Periodic limb movement (PLM) and restless leg syndrome (RLS) result in sleep disruptions and therefore hypersomnia. PLM occurs during sleep and subjects experience involuntary leg jerks (sometimes arms also). The subject is unaware of these movements but bed partners complain of being kicked and hit. In RLS, "crawling" or "prickling" sensations seriously interfere with sleep onset. Although their causes are yet unknown, certain drugs, stretching, exercise, and avoiding stress and excessive tiredness seem to provide some relief.
Extrinsic sleep disorders are caused by external influences such as drugs and alcohol, poor sleep hygiene, high altitude, and lack of regular sleep limit-setting for children.
Drug and alcohol-related sleep disorders result from stimulant, sedative, and alcohol use, all of which can affect, and severely disrupt, the sleep-wake schedule. Stimulants, including amphetamines, caffeine, and some weight loss agents, can cause sleep disturbances and may eventually result in a "crash" and the need for excessively long periods of sleep. Prolonged use of sedatives, including sleeping pills, often result in severe "rebound insomnia" and daytime sleepiness. Sudden withdrawal also produces these effects. Alcohol, while increasing total sleep time, also increases arousal, snoring, and the incidence and severity of sleep apnea. Prolonged abuse severely reduces REM and delta (slow-wave) sleep, and sudden withdrawal results in severe sleep-onset difficulties, significantly reduced delta sleep, and "REM rebound," causing intense nightmares and anxiety dreams for prolonged periods.

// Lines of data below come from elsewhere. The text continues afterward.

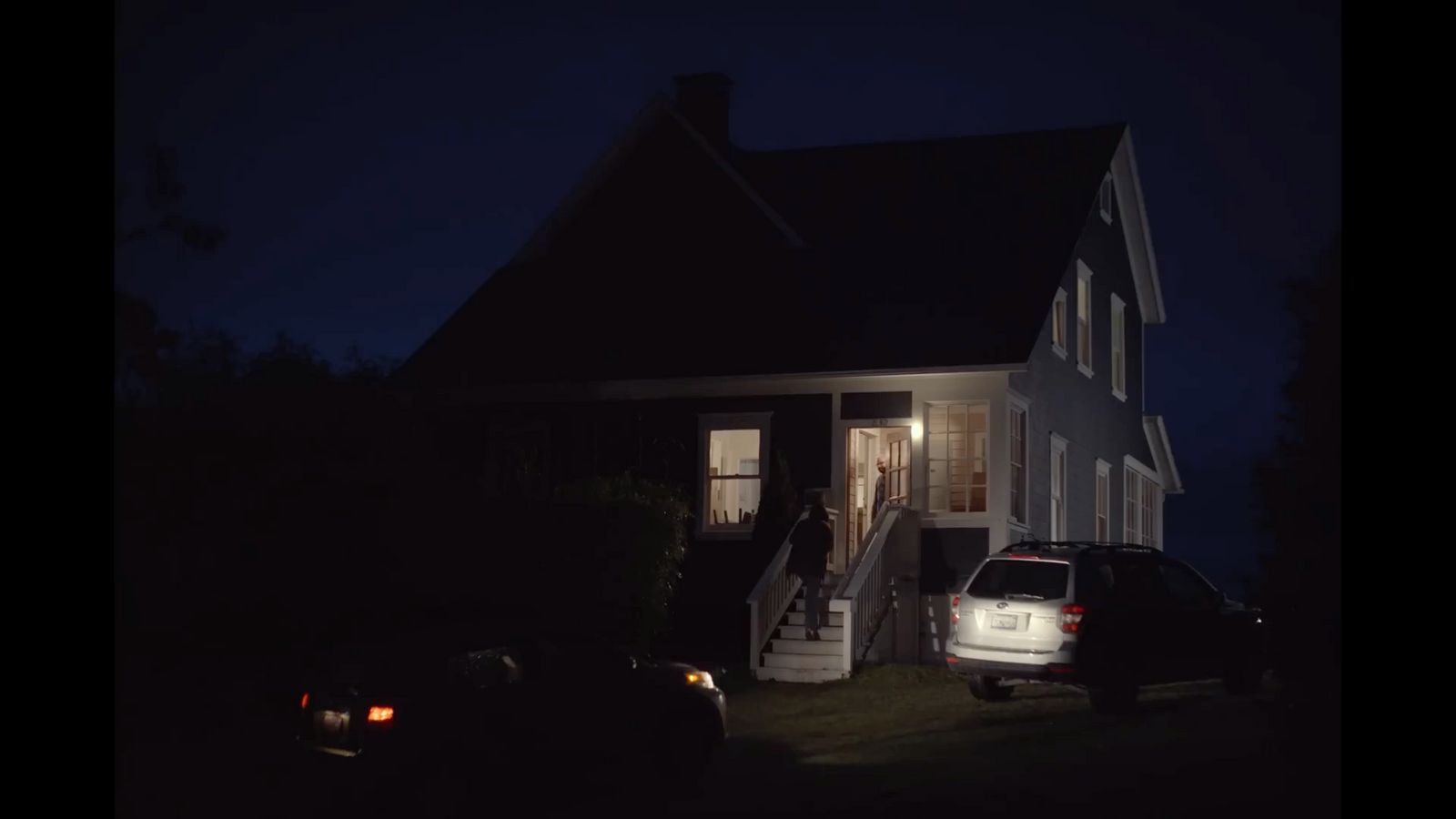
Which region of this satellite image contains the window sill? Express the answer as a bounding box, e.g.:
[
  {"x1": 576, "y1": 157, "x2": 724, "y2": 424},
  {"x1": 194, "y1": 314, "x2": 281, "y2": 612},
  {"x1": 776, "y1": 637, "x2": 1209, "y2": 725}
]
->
[
  {"x1": 920, "y1": 511, "x2": 992, "y2": 529},
  {"x1": 697, "y1": 523, "x2": 753, "y2": 541}
]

Circadian rhythm sleep disorders either affect or are affected by circadian rhythms, which determine our approximate 25-hour biological sleep-wake pattern and other biological functions. Disorders may be transient or permanent.
Jet-lag and shift work-related circadian rhythm Disorders are transient. Because our biological clock runs slightly slower than the 24-hour Sun clock, it must adjust to external time cues like alarm clocks and school or work schedules. Circadian rhythms must therefore "phase-advance" to fit the imposed 24-hour day. The body has difficulty phase-advancing more than one hour each day, therefore people undergoing drastic time changes after long-distance air travel suffer from "jet lag." Hypersomnia, insomnia, and a decrease in alertness and performance are not uncommon and may last up to ten days, particularly after eastward trips longer than six hours. Night-shift workers, whether permanent or alternating between day and night shifts, experience similar symptoms, which may become chronic because circadian rhythms induce maximum sleepiness during the Sunclock's night and alertness during the Sun-clock's day, regardless of how long a person works nights.
Delayed sleep phase syndrome is a chronic condition in which waking to meet normal daily schedules is extremely difficult. Such people are often referred to as "night people" because they feel alert late in the day and at night while experiencing fatigue and sleepiness in the mornings and early afternoons. This is because their biological morning is the middle of the actual night. Phase-delaying the sleep-wake schedule by going to bed three hours later and sleeping three hours longer until the required morning arousal time is reached, can often synchronize the two. Exposure to artificial, high-intensity, full spectrum light from about 7-9 A.M. often proves helpful.
Advanced sleep phase syndrome is much less prevalent and shows the reverse pathology to phase-delayed syndrome. Phase-advancing the sleep-wake schedule and light therapy during evening hours may prove helpful.